E-5318/2010 Page 21 10.2 Il s’ensuit que le recours, en tant qu’il conteste la décision de renvoi et son exécution, doit être également rejeté. 11. Au vu de l’issue de la cause et du fait que la recourante n'est pas indigente compte tenu de la somme importante qui a été saisie à son arrivée en Suisse, il y a lieu de mettre les frais de procédure à sa charge, conformément aux art. 63 al. 1 PA et 2 et 3 let. b du règlement du 21 février 2008 concernant les frais, dépens et indemnités fixés par le Tribunal administratif fédéral (FITAF, RS 173.320.2). Dès lors, la demande d'assistance judiciaire partielle est rejetée (art. 65 al. 1 PA).

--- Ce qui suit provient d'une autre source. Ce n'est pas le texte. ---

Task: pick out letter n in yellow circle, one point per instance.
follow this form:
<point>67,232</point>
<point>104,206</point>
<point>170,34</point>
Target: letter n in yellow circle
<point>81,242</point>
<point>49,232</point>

Pour les mêmes motifs, il incombe également à l'intéressée de supporter les frais liés à la traduction du contenu essentiel des documents en chinois qu'elle a produits et qui s'élèvent à 820,80 francs (TVA comprise).

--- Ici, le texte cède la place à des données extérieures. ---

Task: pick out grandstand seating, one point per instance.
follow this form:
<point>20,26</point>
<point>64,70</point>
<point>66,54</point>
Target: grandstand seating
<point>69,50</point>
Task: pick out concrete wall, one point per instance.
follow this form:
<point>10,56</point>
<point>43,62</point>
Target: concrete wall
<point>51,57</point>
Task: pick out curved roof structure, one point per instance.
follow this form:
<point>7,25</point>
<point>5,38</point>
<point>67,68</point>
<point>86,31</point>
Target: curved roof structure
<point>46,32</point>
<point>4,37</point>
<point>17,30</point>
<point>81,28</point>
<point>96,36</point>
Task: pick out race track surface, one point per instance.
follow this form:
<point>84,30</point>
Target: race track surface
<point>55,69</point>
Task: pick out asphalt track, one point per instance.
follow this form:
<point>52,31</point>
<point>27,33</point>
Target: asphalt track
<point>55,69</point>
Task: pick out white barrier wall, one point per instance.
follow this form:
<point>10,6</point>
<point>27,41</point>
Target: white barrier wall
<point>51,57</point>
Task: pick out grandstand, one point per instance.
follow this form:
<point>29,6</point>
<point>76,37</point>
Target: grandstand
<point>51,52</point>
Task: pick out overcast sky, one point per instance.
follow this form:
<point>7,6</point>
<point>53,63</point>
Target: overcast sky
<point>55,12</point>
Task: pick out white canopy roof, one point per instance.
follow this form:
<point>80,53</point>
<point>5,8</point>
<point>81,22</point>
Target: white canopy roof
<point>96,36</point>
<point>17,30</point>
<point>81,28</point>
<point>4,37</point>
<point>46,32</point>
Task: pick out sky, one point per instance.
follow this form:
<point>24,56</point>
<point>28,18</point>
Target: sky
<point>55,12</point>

(dispositif : page suivante)

E-5318/2010 Page 22 Par ces motifs, le Tribunal administratif fédéral prononce : 1. Le recours est rejeté. 2. La demande d'assistance judiciaire partielle est rejetée. 3. Les frais de procédure, d’un montant de 600 francs et les frais de traduction d'un montant de 820,80 francs, sont mis à la charge de la recourante. Le montant total, à savoir 1420,80 francs, doit être versé sur le compte du Tribunal dans les 30 jours dès l’expédition du présent arrêt. 4. Le présent arrêt est adressé au mandataire de la recourante, à l’ODM et à l’autorité cantonale compétente.